# Glaswegian wedding



## YoungOldUn (Apr 12, 2011)

Two Glaswegians, Archie and Jimmy, are sitting in the pub discussing Jimmy's forthcoming wedding.

"Och, it's all goin' pure brilliant," says Jimmy. "Ar've got everythin' organised awready, the fluers, the church, the caurs, the

reception, the rings, the minister, even ma stag night".

Archie nods approvingly.

I've even bought a kilt to be married in!" continues Jimmy.

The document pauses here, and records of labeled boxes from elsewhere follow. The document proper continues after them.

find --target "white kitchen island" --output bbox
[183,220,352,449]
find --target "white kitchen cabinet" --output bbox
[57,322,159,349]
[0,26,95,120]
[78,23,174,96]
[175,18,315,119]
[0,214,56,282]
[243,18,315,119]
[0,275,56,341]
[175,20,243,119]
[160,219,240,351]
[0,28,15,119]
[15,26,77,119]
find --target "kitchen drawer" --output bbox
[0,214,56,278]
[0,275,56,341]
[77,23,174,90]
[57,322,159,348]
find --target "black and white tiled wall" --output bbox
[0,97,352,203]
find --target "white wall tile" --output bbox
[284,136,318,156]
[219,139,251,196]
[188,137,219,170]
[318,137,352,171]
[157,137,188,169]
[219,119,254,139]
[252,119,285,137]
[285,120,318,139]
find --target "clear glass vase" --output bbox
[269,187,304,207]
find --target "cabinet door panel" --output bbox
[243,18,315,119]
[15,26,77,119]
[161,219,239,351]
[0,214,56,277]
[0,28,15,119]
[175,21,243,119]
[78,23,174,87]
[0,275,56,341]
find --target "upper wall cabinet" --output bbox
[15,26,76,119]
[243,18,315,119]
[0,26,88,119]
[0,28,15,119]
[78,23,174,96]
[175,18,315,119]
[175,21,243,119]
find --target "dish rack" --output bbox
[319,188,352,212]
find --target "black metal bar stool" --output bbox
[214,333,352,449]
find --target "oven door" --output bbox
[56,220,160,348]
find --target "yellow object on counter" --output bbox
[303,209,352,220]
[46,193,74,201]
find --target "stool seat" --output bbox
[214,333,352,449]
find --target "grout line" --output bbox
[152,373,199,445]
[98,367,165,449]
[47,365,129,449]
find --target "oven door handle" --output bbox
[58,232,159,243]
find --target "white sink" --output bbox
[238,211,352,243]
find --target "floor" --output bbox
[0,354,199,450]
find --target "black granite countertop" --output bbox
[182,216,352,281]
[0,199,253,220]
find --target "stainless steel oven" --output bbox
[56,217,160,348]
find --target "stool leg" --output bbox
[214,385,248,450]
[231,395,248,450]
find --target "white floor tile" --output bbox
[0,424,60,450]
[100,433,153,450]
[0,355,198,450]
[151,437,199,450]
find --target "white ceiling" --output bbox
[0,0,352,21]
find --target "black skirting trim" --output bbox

"A kilt?" exclaims Archie, "That's magic, you'll look pure smart in that.

What's the tartan?...."

"Och," says Jimmy, "A'd imagine she'll be in white."


----------



## brian1978 (Jul 10, 2013)

:lol: better than the "best joke in Ireland" above


----------



## j8keith (Jun 26, 2009)

:lol:


----------



## bigdodge (Apr 22, 2012)

A good one :lol: :lol:


----------



## geordie12 (Jan 31, 2014)

:lol: :lol:


----------



## jango-fett (Dec 19, 2011)

:lol: :lol:


----------



## alexi7 (Aug 30, 2011)

:lol: :lol:


----------



## Nyxx (May 1, 2012)

:lol:


----------